Remember this time last week when most of us weren’t even aware of the existence of James Toback?
What a wonderful time that was.
Yes, that ignorance sure was bliss, but since early last week, we’ve heard story after story about Toback, the man behind films like Two Girls and a Guy, The Pick-Up Artist, and Bugsy.
And those stories were just completely horrific.
At this point, over 300 women in the industry, including very famous actresses like Rachel McAdams and Selma Blair, have come forward with claims that Toback sexually assaulted them, or attempted to assault them.
Just think about that for a moment: over 300 women, all with a story to tell about this guy.
Selma Blair said that she met with Toback when her career was just starting to take off, and that he requested she come to his hotel room to discuss a possible role in one of his movies, Harvard Man.
After a bit of conversation, he asked her to perform a monologue naked, and, being intimidated and scared, she agreed. He touched himself while she did the monologue, then asked her to sleep with him.
She refused and tried to leave the room, but he blocked her way and threatened her until she allowed him to hump her leg — something he greatly enjoys doing, based on the other women’s stories.
Actresses Ambika Leigh and Sari Kamin, two of the first people to come forward with their accusations, claimed that he set up professional meetings with them that soon turned sexual and that ended with him humping their legs.
So how is Toback dealing with all this? Is he simply laying low, hoping everything blows over? Did he pull a Harvey Weinstein and fly off to a rehab/resort for a week?
Nope, it turns out that he’s just going the “be nasty and cruel in a vulgar public statement” route.
In an interview published by Rolling Stone, Toback was asked about the recent allegations during a phone call, and he denied everything in spectacular fashion.
“Lemme be really clear about this,” he said. “I don’t want to get a pat on the back, but I’ve struggled seriously to make movies with very little money, that I write, that I direct, that mean my life to me.”
“The idea that I would offer a part to anyone for any other reason than that he or she was gonna be the best of anyone I could find is so disgusting to me,” he continued.

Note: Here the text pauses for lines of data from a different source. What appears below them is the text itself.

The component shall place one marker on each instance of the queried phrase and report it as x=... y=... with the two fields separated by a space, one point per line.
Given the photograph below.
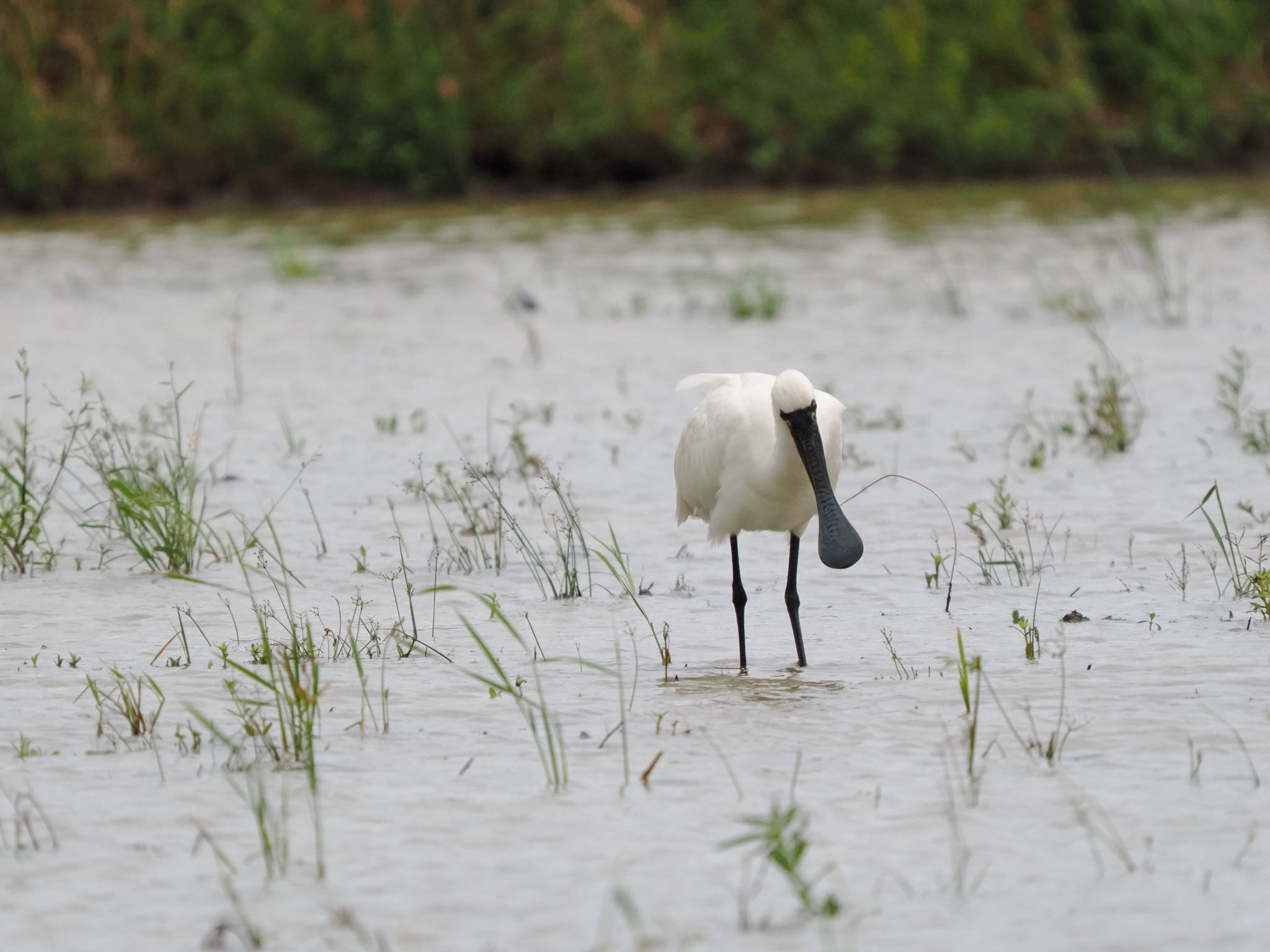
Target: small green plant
x=755 y=294
x=286 y=259
x=1110 y=414
x=127 y=700
x=933 y=578
x=780 y=838
x=615 y=560
x=1179 y=578
x=905 y=671
x=24 y=748
x=24 y=499
x=1003 y=506
x=1032 y=635
x=543 y=724
x=1249 y=576
x=269 y=819
x=155 y=495
x=1251 y=425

“And anyone who says it is a lying c–ksucker or c–t or both. Can I be any clearer than that? … Anyone who says that, I just want to spit in his or her f-cking face.”
“By the way,” he added, “no one who’s ever worked with me would ever say anything like that. No one.”
Then he bizarrely mentioned that Sienna Miller, the star of his latest movie, was sitting right next to him. She spoke with the reporter for moment in an off-the-record conversation — no public defense from her — then Toback took back the phone.
“No, seriously, I find it offensive and insulting and disgusting, that people …” he trailed off.
“Because it’s the opposite of the way I work. I don’t give my best friends parts unless they deserve them. Ever.”
Which is a weird thing to say, because that’s not exactly what he’s being accused of. These hundreds of women didn’t all go on to star in his movies, you know?
The interviewer pointed that out, that he’s mostly being accused of discussing work with women before getting them in a private setting and humping their legs.
Toback responded to that by asking the reporter to give him one name, and he did — Ambika Leigh’s name.
He said that Ambika’s story “is a total lie,” and that he never even heard of her before, “and believe me, I would remember it, because it’s a very unusual name.”
“This is just too stupid,” he went on. “I mean, these are people I don’t know, and it’s things I never would have done. And it’s just not worth talking about. It’s idiotic.”
He said that these women “hear each other. And they gang up … It’s all, you know, me too, me too, me too, me too, me too.”
“Anyway, it’s too stupid to waste time on. It really is. It doesn’t have anything to do with my life in any way. It never has. I work seriously with complete integrity.”
He went on to call the allegations “too stupid to dignify,” “pathetic lies,” and “too f-cking embarrassing and idiotic.”
Another interesting layer to this conversation? The reporter’s own wife had a story about Toback — when she was in high school, he tried to discuss a movie with her before turning the conversation to her pubic hair.
It’s just wild, because it’s like this jackass sincerely believes that we’ll buy all this, that hundreds of women just decided to “gang up” and make up tales about how he humped their legs.
The vast majority of the people working in Hollywood don’t deal with this kind of thing.
There’s the occasional Harvey Weinstein or Bill Cosby, but it’s not normal for this many people to accuse you of these very specific things if there’s no truth at all in those accusations.
Also, if your response to many, many people accusing you of doing horrific things is to call them “lying c–ksuckers and c–ts” … is there any hope left at all for humanity?